Trafficking in Persons Report 2009 - Palau
|Publisher||United States Department of State|
|Publication Date||16 June 2009|
|Cite as||United States Department of State, Trafficking in Persons Report 2009 - Palau, 16 June 2009, available at: http://www.refworld.org/docid/4a42149bc.html [accessed 29 January 2015]|
|Disclaimer||This is not a UNHCR publication. UNHCR is not responsible for, nor does it necessarily endorse, its content. Any views expressed are solely those of the author or publisher and do not necessarily reflect those of UNHCR, the United Nations or its Member States.|
PALAU (Tier 2)
Palau is a transit and destination country for a small number of women trafficked from the Philippines and the People's Republic of China (PRC) for purpose of commercial exploitation, and for a small number of men from the Philippines, the PRC and Bangladesh for the purpose of forced labor. Some employers recruit foreign men and women to work in Palau through fraudulent representation of contract terms and conditions of employment. These foreign workers willingly migrate to Palau for jobs in domestic service, agriculture, or construction, but are subsequently coerced to work in situations significantly different than what their contracts stipulated – excessive hours without pay, confiscation of their travel documents, and the withholding of salary payments as a means of controlling their movement; these conditions may be indicative of involuntary servitude. Some workers are also threatened by their employers, and some women expecting to work as waitresses or clerks, are forced into commercial sexual exploitation in karaoke bars and massage parlors. Since the late 1990s, the Philippines government banned its nationals from migrating to Palau to serve as domestic workers.
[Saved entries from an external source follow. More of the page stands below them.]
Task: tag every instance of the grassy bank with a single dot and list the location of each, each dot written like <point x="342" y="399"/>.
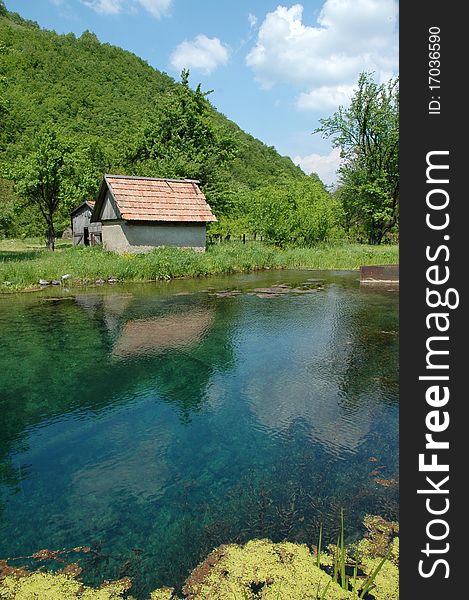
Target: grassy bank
<point x="23" y="264"/>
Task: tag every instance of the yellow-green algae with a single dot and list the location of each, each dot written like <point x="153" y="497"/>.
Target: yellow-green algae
<point x="262" y="570"/>
<point x="163" y="594"/>
<point x="259" y="570"/>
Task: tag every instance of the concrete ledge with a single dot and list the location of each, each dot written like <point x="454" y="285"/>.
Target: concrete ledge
<point x="379" y="274"/>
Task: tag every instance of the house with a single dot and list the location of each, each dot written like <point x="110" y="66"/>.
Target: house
<point x="141" y="213"/>
<point x="83" y="232"/>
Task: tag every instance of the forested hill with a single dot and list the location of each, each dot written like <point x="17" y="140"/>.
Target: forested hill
<point x="98" y="92"/>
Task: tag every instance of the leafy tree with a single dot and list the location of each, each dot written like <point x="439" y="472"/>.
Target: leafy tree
<point x="92" y="90"/>
<point x="367" y="133"/>
<point x="181" y="141"/>
<point x="54" y="175"/>
<point x="295" y="212"/>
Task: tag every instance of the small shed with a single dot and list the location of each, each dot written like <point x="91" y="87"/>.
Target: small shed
<point x="141" y="213"/>
<point x="84" y="232"/>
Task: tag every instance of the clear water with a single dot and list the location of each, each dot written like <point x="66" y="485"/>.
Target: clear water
<point x="155" y="422"/>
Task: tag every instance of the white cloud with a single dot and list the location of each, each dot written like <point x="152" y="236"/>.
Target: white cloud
<point x="252" y="20"/>
<point x="157" y="8"/>
<point x="203" y="53"/>
<point x="350" y="36"/>
<point x="324" y="165"/>
<point x="105" y="7"/>
<point x="325" y="97"/>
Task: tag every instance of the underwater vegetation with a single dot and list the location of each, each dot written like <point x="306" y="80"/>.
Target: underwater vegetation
<point x="258" y="570"/>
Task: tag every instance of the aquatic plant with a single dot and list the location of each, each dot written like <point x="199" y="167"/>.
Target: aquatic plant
<point x="257" y="570"/>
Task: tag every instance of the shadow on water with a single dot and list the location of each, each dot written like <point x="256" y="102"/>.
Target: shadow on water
<point x="156" y="422"/>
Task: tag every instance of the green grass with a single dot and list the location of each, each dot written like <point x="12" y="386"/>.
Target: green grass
<point x="23" y="263"/>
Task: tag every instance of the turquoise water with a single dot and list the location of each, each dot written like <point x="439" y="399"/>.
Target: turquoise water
<point x="155" y="422"/>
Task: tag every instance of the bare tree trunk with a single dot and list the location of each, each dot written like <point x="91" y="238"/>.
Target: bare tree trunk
<point x="50" y="234"/>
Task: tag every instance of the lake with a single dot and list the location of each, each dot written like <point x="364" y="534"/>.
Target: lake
<point x="154" y="422"/>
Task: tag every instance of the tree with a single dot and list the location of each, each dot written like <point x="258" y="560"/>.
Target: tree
<point x="300" y="212"/>
<point x="54" y="175"/>
<point x="367" y="133"/>
<point x="181" y="140"/>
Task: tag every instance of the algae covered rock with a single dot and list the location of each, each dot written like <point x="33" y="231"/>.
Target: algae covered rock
<point x="163" y="594"/>
<point x="261" y="570"/>
<point x="57" y="586"/>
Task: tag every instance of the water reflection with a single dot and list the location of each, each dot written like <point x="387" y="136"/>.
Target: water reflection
<point x="175" y="331"/>
<point x="177" y="418"/>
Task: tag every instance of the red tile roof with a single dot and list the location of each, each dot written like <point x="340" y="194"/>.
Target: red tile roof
<point x="146" y="199"/>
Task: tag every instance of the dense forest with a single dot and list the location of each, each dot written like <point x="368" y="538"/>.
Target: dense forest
<point x="73" y="108"/>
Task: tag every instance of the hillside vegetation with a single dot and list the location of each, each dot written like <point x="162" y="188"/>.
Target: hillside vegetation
<point x="104" y="101"/>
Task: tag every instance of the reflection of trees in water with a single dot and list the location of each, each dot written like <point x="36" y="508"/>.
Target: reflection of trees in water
<point x="321" y="360"/>
<point x="57" y="357"/>
<point x="373" y="359"/>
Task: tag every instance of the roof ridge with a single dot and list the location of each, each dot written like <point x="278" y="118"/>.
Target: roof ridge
<point x="138" y="177"/>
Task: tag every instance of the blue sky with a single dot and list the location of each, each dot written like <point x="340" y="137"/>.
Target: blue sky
<point x="275" y="68"/>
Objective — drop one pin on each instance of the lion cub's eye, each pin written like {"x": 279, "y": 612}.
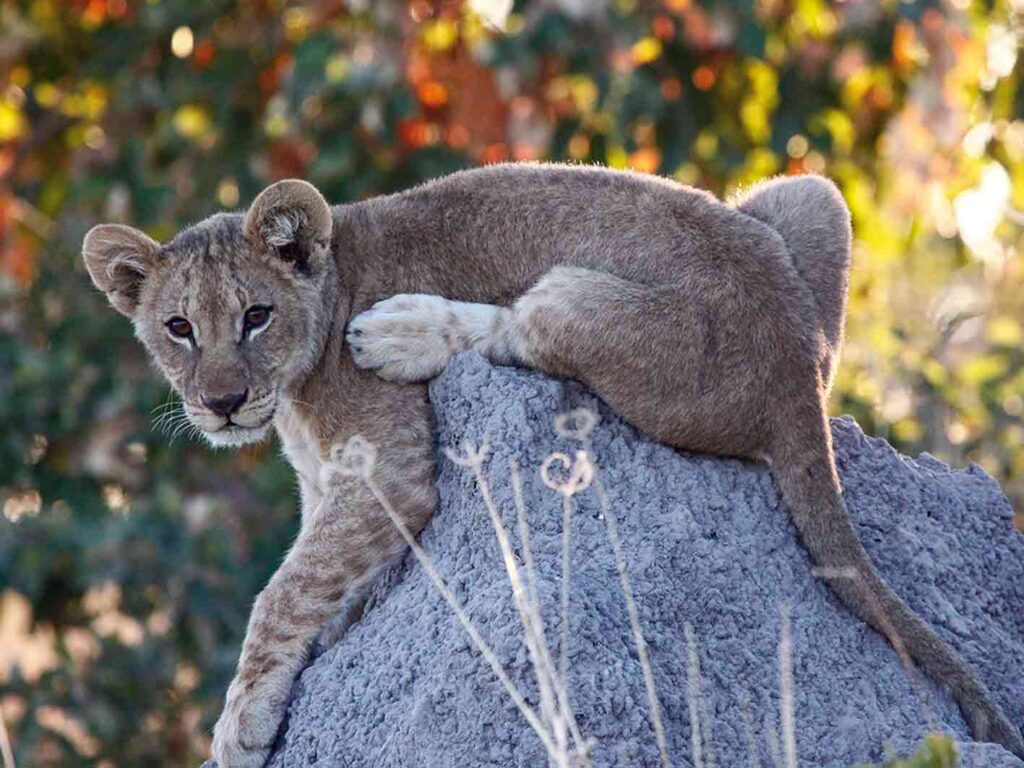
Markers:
{"x": 179, "y": 327}
{"x": 256, "y": 317}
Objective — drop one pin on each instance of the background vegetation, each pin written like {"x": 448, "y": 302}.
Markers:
{"x": 127, "y": 564}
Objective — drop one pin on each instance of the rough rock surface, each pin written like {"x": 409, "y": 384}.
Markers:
{"x": 708, "y": 543}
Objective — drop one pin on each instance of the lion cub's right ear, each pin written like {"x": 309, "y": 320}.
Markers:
{"x": 294, "y": 220}
{"x": 118, "y": 258}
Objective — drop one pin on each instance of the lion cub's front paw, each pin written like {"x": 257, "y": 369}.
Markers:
{"x": 411, "y": 337}
{"x": 246, "y": 730}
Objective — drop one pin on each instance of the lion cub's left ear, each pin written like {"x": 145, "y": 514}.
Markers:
{"x": 119, "y": 258}
{"x": 293, "y": 219}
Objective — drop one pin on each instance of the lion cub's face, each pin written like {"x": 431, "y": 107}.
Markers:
{"x": 232, "y": 309}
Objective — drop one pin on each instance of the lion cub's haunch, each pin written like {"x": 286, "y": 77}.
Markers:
{"x": 714, "y": 327}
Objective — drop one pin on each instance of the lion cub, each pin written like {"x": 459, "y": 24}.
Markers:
{"x": 712, "y": 327}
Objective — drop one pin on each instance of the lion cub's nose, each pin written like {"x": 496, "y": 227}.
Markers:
{"x": 225, "y": 404}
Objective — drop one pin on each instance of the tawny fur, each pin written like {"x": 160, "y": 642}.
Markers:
{"x": 712, "y": 327}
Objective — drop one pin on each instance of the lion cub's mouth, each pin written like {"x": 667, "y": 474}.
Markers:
{"x": 231, "y": 433}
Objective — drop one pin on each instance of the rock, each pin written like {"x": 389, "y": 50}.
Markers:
{"x": 708, "y": 543}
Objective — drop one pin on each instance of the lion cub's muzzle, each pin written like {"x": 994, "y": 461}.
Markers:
{"x": 233, "y": 418}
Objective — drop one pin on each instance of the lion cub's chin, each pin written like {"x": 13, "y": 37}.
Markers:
{"x": 233, "y": 435}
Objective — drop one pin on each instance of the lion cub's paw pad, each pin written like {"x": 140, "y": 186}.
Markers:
{"x": 410, "y": 337}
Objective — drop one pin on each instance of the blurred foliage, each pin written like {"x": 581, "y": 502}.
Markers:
{"x": 128, "y": 561}
{"x": 937, "y": 752}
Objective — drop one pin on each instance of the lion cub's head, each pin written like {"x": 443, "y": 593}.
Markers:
{"x": 233, "y": 310}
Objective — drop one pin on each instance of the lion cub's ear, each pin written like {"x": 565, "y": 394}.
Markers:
{"x": 292, "y": 218}
{"x": 118, "y": 258}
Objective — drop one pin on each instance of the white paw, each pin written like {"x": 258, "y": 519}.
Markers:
{"x": 246, "y": 730}
{"x": 412, "y": 337}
The Government of Palau does not fully comply with the minimum standards for the elimination of trafficking; however, it is making significant efforts to do so. During the reporting period, the government continued its law enforcement and prosecution efforts against trafficking offenders. Victim services and efforts to raise public awareness of human trafficking, however, remained limited.
Recommendations for Palau: Increase efforts to investigate, prosecute, and punish trafficking offenders; monitor employment agents recruiting foreign men and women for work in Palau to prevent trafficking for labor exploitation; establish formal procedures to identify and refer trafficking victims to protective services; work with NGOs or international organizations, as appropriate, to provide additional services to victims; and develop and conduct anti-trafficking information and education campaigns.
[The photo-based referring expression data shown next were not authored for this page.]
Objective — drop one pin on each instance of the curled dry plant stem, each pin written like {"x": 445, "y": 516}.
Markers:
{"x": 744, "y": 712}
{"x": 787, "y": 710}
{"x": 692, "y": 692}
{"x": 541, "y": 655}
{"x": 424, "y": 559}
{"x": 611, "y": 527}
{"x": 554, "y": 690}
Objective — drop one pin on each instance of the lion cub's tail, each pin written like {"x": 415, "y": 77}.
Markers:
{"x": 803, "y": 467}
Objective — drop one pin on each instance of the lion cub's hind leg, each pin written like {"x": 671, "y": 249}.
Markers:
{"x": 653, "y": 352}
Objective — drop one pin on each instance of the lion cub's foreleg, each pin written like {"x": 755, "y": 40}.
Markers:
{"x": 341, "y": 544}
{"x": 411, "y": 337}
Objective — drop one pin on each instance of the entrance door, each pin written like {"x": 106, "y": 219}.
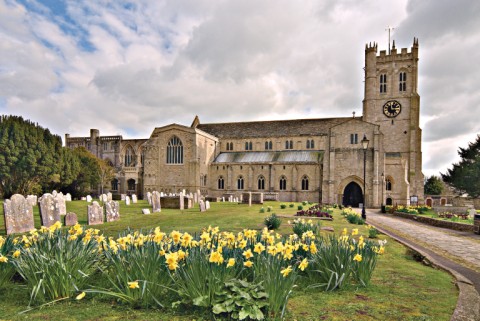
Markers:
{"x": 352, "y": 195}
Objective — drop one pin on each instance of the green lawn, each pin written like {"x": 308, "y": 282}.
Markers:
{"x": 401, "y": 288}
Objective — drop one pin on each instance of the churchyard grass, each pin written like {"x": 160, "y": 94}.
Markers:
{"x": 400, "y": 288}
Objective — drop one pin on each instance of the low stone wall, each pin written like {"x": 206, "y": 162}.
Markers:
{"x": 438, "y": 223}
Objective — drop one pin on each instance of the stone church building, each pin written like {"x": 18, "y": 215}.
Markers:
{"x": 318, "y": 160}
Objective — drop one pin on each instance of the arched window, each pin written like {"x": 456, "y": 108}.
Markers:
{"x": 131, "y": 184}
{"x": 240, "y": 182}
{"x": 129, "y": 157}
{"x": 115, "y": 184}
{"x": 283, "y": 183}
{"x": 305, "y": 183}
{"x": 388, "y": 184}
{"x": 383, "y": 83}
{"x": 402, "y": 81}
{"x": 261, "y": 183}
{"x": 221, "y": 183}
{"x": 175, "y": 151}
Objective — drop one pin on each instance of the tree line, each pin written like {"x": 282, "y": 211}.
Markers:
{"x": 33, "y": 161}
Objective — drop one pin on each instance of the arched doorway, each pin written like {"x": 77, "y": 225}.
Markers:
{"x": 352, "y": 195}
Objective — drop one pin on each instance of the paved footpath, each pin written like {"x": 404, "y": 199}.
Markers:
{"x": 457, "y": 252}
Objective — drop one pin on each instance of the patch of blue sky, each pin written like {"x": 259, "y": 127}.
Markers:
{"x": 56, "y": 11}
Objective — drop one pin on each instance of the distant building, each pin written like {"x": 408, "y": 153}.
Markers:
{"x": 319, "y": 160}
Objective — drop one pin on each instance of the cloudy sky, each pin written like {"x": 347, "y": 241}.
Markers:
{"x": 125, "y": 67}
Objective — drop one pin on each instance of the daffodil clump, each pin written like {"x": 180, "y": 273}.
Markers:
{"x": 55, "y": 263}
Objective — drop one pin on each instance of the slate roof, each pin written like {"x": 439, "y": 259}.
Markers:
{"x": 270, "y": 157}
{"x": 275, "y": 128}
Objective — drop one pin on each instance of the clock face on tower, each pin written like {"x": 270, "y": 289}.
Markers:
{"x": 392, "y": 108}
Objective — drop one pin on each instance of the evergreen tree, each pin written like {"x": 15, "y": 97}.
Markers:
{"x": 464, "y": 176}
{"x": 433, "y": 185}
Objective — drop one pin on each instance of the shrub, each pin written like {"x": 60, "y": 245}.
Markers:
{"x": 272, "y": 222}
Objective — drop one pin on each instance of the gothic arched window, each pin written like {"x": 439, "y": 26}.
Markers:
{"x": 261, "y": 183}
{"x": 305, "y": 183}
{"x": 283, "y": 183}
{"x": 175, "y": 151}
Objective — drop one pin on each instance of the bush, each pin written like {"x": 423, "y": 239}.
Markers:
{"x": 272, "y": 222}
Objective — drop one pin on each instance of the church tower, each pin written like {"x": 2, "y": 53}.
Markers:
{"x": 391, "y": 101}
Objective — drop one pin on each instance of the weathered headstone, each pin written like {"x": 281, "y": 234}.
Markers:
{"x": 49, "y": 215}
{"x": 156, "y": 205}
{"x": 202, "y": 206}
{"x": 32, "y": 199}
{"x": 70, "y": 219}
{"x": 60, "y": 205}
{"x": 18, "y": 214}
{"x": 112, "y": 210}
{"x": 182, "y": 201}
{"x": 95, "y": 214}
The Government of Palau made minor progress in its law enforcement and prosecution efforts against trafficking offenders during the reporting period. The Anti-Smuggling and Trafficking Act of 2005 prohibits all forms of trafficking in persons. Its sufficiently stringent penalties, ranging from ten to 50 years' imprisonment and fines up to $500,000, are commensurate with penalties prescribed for other serious crimes, such as rape. Despite limited resources and a relatively small number of victims, Palau prosecuted and convicted four trafficking offenders in 2007. These traffickers had forced 15 Filipinas and nine Chinese waitresses into commercial sexual exploitation and subjected them to food deprivation, confinement, and illegal salary deductions. One of the traffickers appealed his conviction in 2008. In February 2009, the conviction was reversed and the case against the trafficker was dismissed without prejudice, meaning it can be refiled. There were no other investigations, prosecutions, or convictions during the reporting period. The government did not train law enforcement officers to proactively identify victims or to identify trafficking victims among vulnerable populations, such as foreign women in prostitution.
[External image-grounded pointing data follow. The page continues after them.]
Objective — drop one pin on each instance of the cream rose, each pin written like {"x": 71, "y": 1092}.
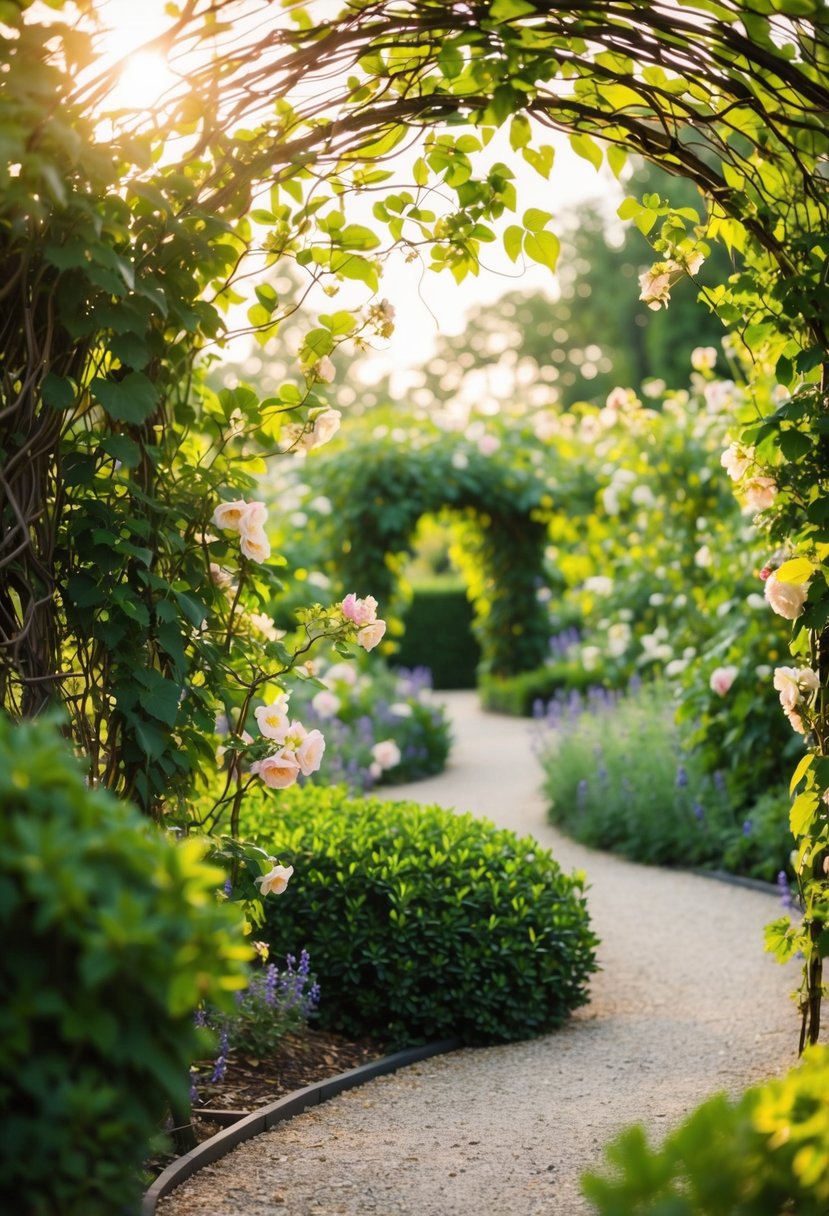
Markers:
{"x": 275, "y": 882}
{"x": 785, "y": 598}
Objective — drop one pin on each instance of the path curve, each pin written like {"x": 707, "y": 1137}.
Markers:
{"x": 686, "y": 1003}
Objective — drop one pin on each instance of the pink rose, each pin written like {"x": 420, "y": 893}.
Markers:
{"x": 360, "y": 612}
{"x": 309, "y": 753}
{"x": 370, "y": 635}
{"x": 785, "y": 598}
{"x": 280, "y": 770}
{"x": 721, "y": 680}
{"x": 275, "y": 880}
{"x": 230, "y": 514}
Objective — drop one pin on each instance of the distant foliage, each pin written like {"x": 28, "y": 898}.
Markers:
{"x": 428, "y": 924}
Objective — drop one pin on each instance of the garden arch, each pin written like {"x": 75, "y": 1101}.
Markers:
{"x": 378, "y": 494}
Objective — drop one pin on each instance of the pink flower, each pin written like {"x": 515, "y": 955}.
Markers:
{"x": 760, "y": 493}
{"x": 309, "y": 753}
{"x": 230, "y": 514}
{"x": 387, "y": 754}
{"x": 275, "y": 880}
{"x": 371, "y": 635}
{"x": 360, "y": 612}
{"x": 785, "y": 598}
{"x": 721, "y": 680}
{"x": 280, "y": 770}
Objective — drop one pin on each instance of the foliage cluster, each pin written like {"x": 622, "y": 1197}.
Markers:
{"x": 428, "y": 924}
{"x": 766, "y": 1152}
{"x": 113, "y": 936}
{"x": 438, "y": 635}
{"x": 378, "y": 489}
{"x": 619, "y": 777}
{"x": 381, "y": 726}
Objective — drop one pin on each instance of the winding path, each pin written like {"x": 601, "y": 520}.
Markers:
{"x": 686, "y": 1003}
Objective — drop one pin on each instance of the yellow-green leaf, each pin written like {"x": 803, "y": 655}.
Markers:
{"x": 799, "y": 569}
{"x": 800, "y": 771}
{"x": 802, "y": 812}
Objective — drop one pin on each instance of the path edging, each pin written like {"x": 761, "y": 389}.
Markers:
{"x": 291, "y": 1104}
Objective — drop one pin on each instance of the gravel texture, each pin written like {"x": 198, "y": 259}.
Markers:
{"x": 686, "y": 1003}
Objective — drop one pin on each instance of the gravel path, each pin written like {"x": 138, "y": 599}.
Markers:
{"x": 686, "y": 1003}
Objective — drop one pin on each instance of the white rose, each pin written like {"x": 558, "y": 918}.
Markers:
{"x": 785, "y": 598}
{"x": 387, "y": 754}
{"x": 275, "y": 880}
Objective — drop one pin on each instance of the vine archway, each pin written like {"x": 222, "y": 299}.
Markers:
{"x": 378, "y": 495}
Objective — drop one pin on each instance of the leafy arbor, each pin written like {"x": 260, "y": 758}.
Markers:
{"x": 120, "y": 248}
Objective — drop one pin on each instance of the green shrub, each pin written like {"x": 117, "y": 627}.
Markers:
{"x": 438, "y": 635}
{"x": 619, "y": 778}
{"x": 112, "y": 936}
{"x": 424, "y": 923}
{"x": 522, "y": 694}
{"x": 763, "y": 1154}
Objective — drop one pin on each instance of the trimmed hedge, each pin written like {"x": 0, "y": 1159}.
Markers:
{"x": 438, "y": 635}
{"x": 112, "y": 935}
{"x": 424, "y": 924}
{"x": 518, "y": 694}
The government of Palau offered minimal protective services to victims of trafficking over the reporting period. No long-term protective services were available to victims, and Palauan government agencies did not employ formal procedures to identify and refer trafficking victims for the services which were available. The government did not identify or assist any victims of trafficking during the year although it has done so in the past. A religious organization provided limited assistance to victims of any crime. In the past, its services were available to trafficking victims and would be made available again, as needed. Palauan law does not penalize victims for illegal acts committed as a direct result of being trafficked, and encourages victims to assist in the investigation and prosecution of trafficking offenders. The government does not remove victims to countries where they may face hardship or retribution. In 2007, Filipina and Chinese victims were offered the choice of remaining in Palau and seeking different employment or returning home.
The government made no discernable efforts to prevent human trafficking through planned campaigns to educate the public about its dangers, but publicized its anti-trafficking activities at least twice during the year. Government agencies cooperated with each other, with foreign governments, and with international organizations on trafficking matters. No detailed information about Palau's national plan to address trafficking was available at the time of this Report's drafting. Palau Customs, Immigration and Police have formed a four-person training team which has created an identity crime training program for government employees, to help them recognize false documents which might be used by traffickers. Palau also improved its immigration controls, in part to deter trafficking in persons, in accordance with its participation in the Pacific Regional Immigration Identity Project and the Pacific Immigration Directors Conference. The government made no discernable efforts to address the demand for commercial sex acts or the demand for forced labor during the reporting period. Palau has not ratified the 2000 UN TIP Protocol.